Here's a solution using json_normalize()
again by using a custom function to get the data in the correct format understood by json_normalize
function.
import ast
from pandas.io.json import json_normalize
def only_dict(d):
'''
Convert json string representation of dictionary to a python dict
'''
return ast.literal_eval(d)
def list_of_dicts(ld):
'''
Create a mapping of the tuples formed after
converting json strings of list to a python list
'''
return dict([(list(d.values())[1], list(d.values())[0]) for d in ast.literal_eval(ld)])
A = json_normalize(df['columnA'].apply(only_dict).tolist()).add_prefix('columnA.')

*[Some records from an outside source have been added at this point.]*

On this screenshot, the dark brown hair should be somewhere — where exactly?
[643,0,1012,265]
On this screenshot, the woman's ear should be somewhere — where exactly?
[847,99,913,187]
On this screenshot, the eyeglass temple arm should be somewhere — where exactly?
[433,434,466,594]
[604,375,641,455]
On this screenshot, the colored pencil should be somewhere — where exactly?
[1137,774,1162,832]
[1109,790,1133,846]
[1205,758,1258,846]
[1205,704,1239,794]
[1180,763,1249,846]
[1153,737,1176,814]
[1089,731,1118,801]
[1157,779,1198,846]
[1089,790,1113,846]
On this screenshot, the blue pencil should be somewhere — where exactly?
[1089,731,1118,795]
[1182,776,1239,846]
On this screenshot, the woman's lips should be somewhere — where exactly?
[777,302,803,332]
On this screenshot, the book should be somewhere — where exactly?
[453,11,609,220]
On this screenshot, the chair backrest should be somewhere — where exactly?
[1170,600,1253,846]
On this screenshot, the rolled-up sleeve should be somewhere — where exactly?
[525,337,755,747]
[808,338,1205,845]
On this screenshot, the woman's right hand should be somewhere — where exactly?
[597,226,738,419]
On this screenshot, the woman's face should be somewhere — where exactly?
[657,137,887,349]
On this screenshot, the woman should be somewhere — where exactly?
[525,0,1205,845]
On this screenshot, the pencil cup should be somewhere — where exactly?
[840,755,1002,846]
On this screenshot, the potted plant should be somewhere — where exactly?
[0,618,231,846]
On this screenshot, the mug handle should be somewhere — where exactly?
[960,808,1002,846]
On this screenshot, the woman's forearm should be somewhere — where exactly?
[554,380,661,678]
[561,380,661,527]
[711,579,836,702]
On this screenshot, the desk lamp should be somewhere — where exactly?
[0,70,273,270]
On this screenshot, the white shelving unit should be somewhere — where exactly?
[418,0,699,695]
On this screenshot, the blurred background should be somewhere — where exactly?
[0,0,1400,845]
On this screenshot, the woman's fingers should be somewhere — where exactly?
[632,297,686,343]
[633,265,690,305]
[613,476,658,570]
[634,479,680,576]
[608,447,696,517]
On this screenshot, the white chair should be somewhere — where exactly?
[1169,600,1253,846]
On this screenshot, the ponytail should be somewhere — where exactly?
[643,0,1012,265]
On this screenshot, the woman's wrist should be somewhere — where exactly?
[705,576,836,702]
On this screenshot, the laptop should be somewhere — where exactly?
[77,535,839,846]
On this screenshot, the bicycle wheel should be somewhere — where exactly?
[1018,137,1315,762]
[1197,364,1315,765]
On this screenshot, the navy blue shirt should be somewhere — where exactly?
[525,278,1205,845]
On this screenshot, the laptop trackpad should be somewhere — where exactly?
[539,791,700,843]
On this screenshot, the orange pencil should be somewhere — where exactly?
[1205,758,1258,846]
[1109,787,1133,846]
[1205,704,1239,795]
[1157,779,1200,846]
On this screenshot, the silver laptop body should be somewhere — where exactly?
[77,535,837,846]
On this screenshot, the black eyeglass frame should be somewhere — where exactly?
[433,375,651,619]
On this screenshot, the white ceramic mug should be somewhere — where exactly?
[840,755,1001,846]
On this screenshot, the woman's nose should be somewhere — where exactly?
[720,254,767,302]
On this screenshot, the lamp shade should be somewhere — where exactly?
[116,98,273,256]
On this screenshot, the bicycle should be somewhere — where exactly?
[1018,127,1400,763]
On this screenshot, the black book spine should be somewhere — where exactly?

B = json_normalize(df['columnB'].apply(list_of_dicts).tolist()).add_prefix('columnB.pos.')
Finally, join the DFs
on the common index to get:
df[['id', 'name']].join([A, B])
EDIT:- As per the comment by @MartijnPieters, the recommended way of decoding the json strings would be to use json.loads()
which is much faster when compared to using ast.literal_eval()
if you know that the data source is JSON.
The quickest seems to be:
import pandas as pd
import json
json_struct = json.loads(df.to_json(orient="records"))
df_flat = pd.io.json.json_normalize(json_struct) #use pd.io.json
TL;DR Copy-paste the following function and use it like this: flatten_nested_json_df(df)
This is the most general function I could come up with:
def flatten_nested_json_df(df):
df = df.reset_index()
print(f"original shape: {df.shape}")
print(f"original columns: {df.columns}")
# search for columns to explode/flatten
s = (df.applymap(type) == list).all()
list_columns = s[s].index.tolist()
s = (df.applymap(type) == dict).all()
dict_columns = s[s].index.tolist()
print(f"lists: {list_columns}, dicts: {dict_columns}")
while len(list_columns) > 0 or len(dict_columns) > 0:
new_columns = []
for col in dict_columns:
print(f"flattening: {col}")
# explode dictionaries horizontally, adding new columns
horiz_exploded = pd.json_normalize(df[col]).add_prefix(f'{col}.')
horiz_exploded.index = df.index
df = pd.concat([df, horiz_exploded], axis=1).drop(columns=[col])
new_columns.extend(horiz_exploded.columns) # inplace
for col in list_columns:
print(f"exploding: {col}")
# explode lists vertically, adding new columns
df = df.drop(columns=[col]).join(df[col].explode().to_frame())
new_columns.append(col)
# check if there are still dict o list fields to flatten
s = (df[new_columns].applymap(type) == list).all()
list_columns = s[s].index.tolist()
s = (df[new_columns].applymap(type) == dict).all()
dict_columns = s[s].index.tolist()
print(f"lists: {list_columns}, dicts: {dict_columns}")
print(f"final shape: {df.shape}")
print(f"final columns: {df.columns}")
return df
It takes a dataframe that may have nested lists and/or dicts in its columns, and recursively explodes/flattens those columns.
It uses pandas' pd.json_normalize
to explode the dictionaries (creating new columns), and pandas' explode
to explode the lists (creating new rows).
Simple to use:
# Test
df = pd.DataFrame(
columns=['id','name','columnA','columnB'],
data=[
[1,'John',{"dist": "600", "time": "0:12.10"},[{"pos": "1st", "value": "500"},{"pos": "2nd", "value": "300"},{"pos": "3rd", "value": "200"}, {"pos": "total", "value": "1000"}]],
[2,'Mike',{"dist": "600"},[{"pos": "1st", "value": "500"},{"pos": "2nd", "value": "300"},{"pos": "total", "value": "800"}]]
])
flatten_nested_json_df(df)
It's not the most efficient thing on earth, and it has the side effect of resetting your dataframe's index, but it gets the job done. Feel free to tweak it.